MANTAN Ketua Umum Pimpinan Pusat (PP) Muhammadiyah Prof Din Syamsuddin menyarankan agar ormas keagamaan yang didirikan oleh KH Ahmad Dahlan pada tahun 1912 tersebut menolak tawaran Wilayah Izin Usaha Pertambangan Khusus (WIUPK) dari pemerintah.
“Saya mengusulkan kepada PP Muhammadiyah untuk menolak tawaran Menteri Bahlil atau Presiden Joko Widodo itu. Pemberian itu lebih banyak mudharat daripada maslahatnya,” ujar Din dalam keterangan tertulis, Selasa (4/6/2024).
Din menilai, Muhammadiyah harus menjadi penyelesai masalah-masalah bangsa dan bukan sebaliknya menjadi bagian dari permasalahan itu sendiri (a part of the problem).
“Pemberian konsesi tambang untuk ormas keagamaan seperti bisa jadi akan dinilai positif sebagai bentuk perhatian pemerintah kepada mereka,” jelasnya.
Namun, kata Din, pemberian WIUPK tersebut disinyalir sarat akan motif kepentingan.

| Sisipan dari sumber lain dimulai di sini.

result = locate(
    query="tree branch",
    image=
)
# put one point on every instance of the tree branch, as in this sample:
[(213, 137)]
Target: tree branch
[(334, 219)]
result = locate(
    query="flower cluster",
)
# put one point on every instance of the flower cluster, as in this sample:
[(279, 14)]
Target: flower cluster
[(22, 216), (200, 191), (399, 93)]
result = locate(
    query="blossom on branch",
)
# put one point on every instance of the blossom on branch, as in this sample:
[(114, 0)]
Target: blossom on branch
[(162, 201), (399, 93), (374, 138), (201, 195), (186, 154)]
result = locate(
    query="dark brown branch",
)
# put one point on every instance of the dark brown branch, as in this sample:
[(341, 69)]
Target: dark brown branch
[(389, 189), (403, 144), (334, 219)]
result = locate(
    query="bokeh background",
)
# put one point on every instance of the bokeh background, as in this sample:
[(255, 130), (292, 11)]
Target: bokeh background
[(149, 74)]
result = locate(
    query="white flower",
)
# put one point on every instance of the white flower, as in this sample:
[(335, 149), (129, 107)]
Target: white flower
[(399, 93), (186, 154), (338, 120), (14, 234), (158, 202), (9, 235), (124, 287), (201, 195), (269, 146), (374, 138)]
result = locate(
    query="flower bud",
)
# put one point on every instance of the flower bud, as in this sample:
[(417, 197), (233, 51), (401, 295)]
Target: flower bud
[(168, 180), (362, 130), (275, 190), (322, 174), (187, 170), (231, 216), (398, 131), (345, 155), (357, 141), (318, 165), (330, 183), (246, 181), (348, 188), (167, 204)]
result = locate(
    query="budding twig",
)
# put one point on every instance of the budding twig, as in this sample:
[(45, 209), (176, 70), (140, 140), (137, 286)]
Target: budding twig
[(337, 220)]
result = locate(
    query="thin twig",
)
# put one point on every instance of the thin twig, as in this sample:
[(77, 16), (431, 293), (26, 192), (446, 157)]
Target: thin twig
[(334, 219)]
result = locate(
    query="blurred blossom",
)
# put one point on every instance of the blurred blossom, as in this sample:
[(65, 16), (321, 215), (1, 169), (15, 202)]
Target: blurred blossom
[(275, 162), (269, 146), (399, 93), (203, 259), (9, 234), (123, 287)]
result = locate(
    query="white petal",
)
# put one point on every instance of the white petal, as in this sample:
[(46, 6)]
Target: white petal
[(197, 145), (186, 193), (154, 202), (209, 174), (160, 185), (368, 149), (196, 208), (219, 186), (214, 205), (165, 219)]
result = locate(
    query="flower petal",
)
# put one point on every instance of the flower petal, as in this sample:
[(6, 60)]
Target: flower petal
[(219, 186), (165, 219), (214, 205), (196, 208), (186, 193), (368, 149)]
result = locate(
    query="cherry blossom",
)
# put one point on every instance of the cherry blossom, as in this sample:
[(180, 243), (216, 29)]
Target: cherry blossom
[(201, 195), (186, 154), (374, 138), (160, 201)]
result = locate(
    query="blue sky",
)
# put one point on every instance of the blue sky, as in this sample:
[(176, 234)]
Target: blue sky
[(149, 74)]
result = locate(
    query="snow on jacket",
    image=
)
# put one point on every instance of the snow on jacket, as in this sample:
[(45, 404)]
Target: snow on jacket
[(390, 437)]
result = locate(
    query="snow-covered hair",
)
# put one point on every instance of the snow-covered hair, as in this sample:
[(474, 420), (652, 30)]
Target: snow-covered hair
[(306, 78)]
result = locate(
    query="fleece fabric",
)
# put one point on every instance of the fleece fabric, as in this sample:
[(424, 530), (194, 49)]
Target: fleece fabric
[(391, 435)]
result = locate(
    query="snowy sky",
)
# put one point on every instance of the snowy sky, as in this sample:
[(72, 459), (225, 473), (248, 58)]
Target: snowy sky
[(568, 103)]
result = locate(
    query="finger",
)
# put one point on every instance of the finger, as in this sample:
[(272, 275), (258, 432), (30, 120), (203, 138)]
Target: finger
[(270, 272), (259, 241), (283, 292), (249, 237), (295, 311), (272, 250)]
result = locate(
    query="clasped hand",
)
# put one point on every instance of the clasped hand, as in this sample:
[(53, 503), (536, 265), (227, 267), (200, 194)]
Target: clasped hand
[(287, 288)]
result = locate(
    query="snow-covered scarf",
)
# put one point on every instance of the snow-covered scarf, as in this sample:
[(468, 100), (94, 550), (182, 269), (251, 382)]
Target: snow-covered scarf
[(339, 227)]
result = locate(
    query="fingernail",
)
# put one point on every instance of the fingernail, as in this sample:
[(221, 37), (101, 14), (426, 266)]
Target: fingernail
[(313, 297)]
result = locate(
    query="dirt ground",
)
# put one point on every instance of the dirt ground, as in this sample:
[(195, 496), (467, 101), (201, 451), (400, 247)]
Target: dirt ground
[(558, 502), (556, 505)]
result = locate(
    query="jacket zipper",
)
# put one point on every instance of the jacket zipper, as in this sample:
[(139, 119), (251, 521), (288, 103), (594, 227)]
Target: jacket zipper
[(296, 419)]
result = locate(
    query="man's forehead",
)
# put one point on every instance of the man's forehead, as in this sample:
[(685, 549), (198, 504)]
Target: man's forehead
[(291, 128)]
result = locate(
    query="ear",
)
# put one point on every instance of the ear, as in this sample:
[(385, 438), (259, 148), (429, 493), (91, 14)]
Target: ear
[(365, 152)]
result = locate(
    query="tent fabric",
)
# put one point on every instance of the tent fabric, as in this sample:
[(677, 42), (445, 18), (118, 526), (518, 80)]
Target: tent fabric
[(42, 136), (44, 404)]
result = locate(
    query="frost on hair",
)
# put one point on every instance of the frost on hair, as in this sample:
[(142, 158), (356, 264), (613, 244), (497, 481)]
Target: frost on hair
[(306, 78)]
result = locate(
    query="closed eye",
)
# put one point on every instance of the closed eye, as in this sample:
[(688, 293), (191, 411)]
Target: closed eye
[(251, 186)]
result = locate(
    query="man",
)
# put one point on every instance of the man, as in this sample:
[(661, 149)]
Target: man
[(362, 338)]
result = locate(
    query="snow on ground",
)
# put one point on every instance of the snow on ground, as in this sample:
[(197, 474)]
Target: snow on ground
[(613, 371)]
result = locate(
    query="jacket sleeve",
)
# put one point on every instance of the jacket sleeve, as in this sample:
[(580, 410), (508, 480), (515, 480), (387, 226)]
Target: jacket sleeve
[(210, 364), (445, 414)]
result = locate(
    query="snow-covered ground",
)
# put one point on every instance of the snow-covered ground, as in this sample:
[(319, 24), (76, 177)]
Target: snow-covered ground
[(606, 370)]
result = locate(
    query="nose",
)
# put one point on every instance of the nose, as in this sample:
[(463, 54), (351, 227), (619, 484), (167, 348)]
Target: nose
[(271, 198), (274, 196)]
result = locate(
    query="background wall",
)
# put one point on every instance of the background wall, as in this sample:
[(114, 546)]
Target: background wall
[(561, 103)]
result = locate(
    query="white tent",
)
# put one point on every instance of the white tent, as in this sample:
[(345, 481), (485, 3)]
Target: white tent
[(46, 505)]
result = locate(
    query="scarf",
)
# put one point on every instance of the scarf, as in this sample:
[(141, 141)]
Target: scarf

Sebab, pemerintah terkesan ingin mengambil hati para pegiat ormas keagamaan.
Din Syamsuddin pun berharap pemerintah melakukan aksi keberpihakan atau affirmative actions dengan menciptakan keadilan ekonomi dan tidak hanya memberi konsesi kepada pihak tertentu.
Ada beberapa masalah yang disoroti dari pemberian WIUPK, pertama pemberian konsesi tambang batu bara kepada NU dan Muhammadiyah tetap tidak seimbang dengan jasa dan peran kedua Ormas Islam itu, dan tetap tidak seimbang dengan pemberian konsesi kepada perusahan-perusahaan yang dimiliki oleh kelompok segelintir penguasa ekonomi.
“Dunia minerba Indonesia dikuasai oleh beberapa perusahaan saja. Sumber daya alam Indonesia sungguh “dijarah secara serakah” oleh segelintir orang yang patut diduga berkolusi dengan pejabat,” tuturnya.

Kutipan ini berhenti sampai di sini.